Excerpt from Before I Lose My Style by Mike Kaspar

   This autumn a pirate radio station has begun broadcasting from somewhere in Silver Lake. They start playing music soon after sundown and are usually still on the air when I fall asleep. Russ mentioned the station to me a few weeks ago, and since then it has become the only thing I listen to in the evenings. Before the illegal station, I usually had my radio set to a jazz station from Long Beach. I’m not really a big jazz fan; I own a large library of CDs, but less than a dozen of them could be classified as jazz. I never go to jazz clubs. I enjoy the music enough, but the main reason I tuned in to the jazz station was the variety. It seemed like the only station in Los Angeles that didn’t just play the same twenty songs over and over.
    This pirate station plays much of the indie rock loved by me, mixed with music I don’t know and overlooked bands from the past. Even a song you’ve played millions of times becomes a wonderful surprise when you hear it unexpectedly on the radio. Out of context, you never quite recognize the opening chords. For a few seconds you can’t quite place them, but they stir pleasant, if ineffable, memories. Yesternight I heard one of the best Yo La Tengo songs sandwiched between Jonathan Richman and a track from Dusty in Memphis. The dislocation made the familiar song revelatory.

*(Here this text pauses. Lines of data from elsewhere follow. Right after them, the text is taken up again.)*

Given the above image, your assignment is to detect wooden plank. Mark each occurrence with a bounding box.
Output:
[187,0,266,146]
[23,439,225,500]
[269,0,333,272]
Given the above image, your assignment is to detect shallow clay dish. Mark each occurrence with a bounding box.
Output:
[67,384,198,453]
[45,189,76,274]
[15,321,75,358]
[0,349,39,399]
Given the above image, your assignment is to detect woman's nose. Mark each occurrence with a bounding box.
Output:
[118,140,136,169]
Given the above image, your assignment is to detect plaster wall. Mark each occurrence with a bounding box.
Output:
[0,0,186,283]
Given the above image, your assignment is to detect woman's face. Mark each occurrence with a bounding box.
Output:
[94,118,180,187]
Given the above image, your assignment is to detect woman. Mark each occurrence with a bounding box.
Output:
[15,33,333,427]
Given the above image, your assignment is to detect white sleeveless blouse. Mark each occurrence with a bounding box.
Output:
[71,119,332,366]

    Tonight the music is mellow electronic tracks, lots of Boards of Canada, it seems. It isn’t indie rock, but it feels right at this late hour. I pour myself a glass of water from the pitcher in the fridge. I live on a high floor in a building downtown; on clear nights like this, with all the condo lights off, the hills are sparkling sodium gold. While I drink the water, I look out the condo’s windows towards Silver Lake, towards the neighborhood in which somewhere, in some old basement or disused guest house, some anonymous guy is sorting through his favorite discs to choose what next to play and send out to the audience he is not quite sure is there, while, most probably, a van steered by some tired federal agent winds its way among the hills, looking for the source of the transmission, looking to stop the broadcast.
    The guy I brought home from the club—excusing myself early from my friends—is asleep behind me on the couch, wearing only the boxers he pulled on after sex, dozing off without any blankets, using an armrest for a pillow.

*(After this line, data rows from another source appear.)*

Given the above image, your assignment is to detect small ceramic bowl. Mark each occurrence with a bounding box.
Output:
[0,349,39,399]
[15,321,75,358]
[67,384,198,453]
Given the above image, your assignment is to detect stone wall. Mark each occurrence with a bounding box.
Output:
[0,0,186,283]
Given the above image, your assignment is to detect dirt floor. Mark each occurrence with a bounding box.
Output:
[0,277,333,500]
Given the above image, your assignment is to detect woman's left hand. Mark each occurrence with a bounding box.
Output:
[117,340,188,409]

    He is young. Since my boyfriend left last year, this has become a habit. These boys are always over twenty-one (or at least savvy enough to get into clubs underage), so I’m not doing anything wrong. Yet I have at least a decade on most of them. I have my mortgage, my car, my career, my responsibilities—while they are in college, or finishing college, or skipping out on college to work some dead-end job or dead-end Hollywood fantasy. In summary, they’re not yet adults.
    I’m hardly the first man to pick up guys much younger than him. What shocked my friends—and me as well—was that this constituted a sudden change of behavior. Before my boyfriend, I always dated guys my own age. Then again, before my boyfriend, I was these guys’ age. More importantly, while I did have a couple one-night stands and stupid flings before my boyfriend, I did, for the most part, date. I would become friends with guys, go to movies, have conversations over coffee, joke around. Whatever I’m doing now, it isn’t dating.
    This guy tonight is quite handsome. He is muscular in the way some guys are after playing sports in high school, not in the calculated, bulging way of those of us who go to the gym regularly. A benefit of my expired relationship is a very well-built figure. My boyfriend encouraged me to go to the gym with him after work. As a result, I now find that I can wear a pair of jeans and a well-cut shirt to a club and be fairly certain that some young guy will come up and start flirting with me. I am not a fool. I know that nine out of ten guys in their early twenties are not interested in a guy in his early thirties. But that ten percent can be counted on to be out there. And some of that ten percent is ridiculously hot. I try not to think about their motivations. Whatever their reasons, it keeps me entertained on the weekends.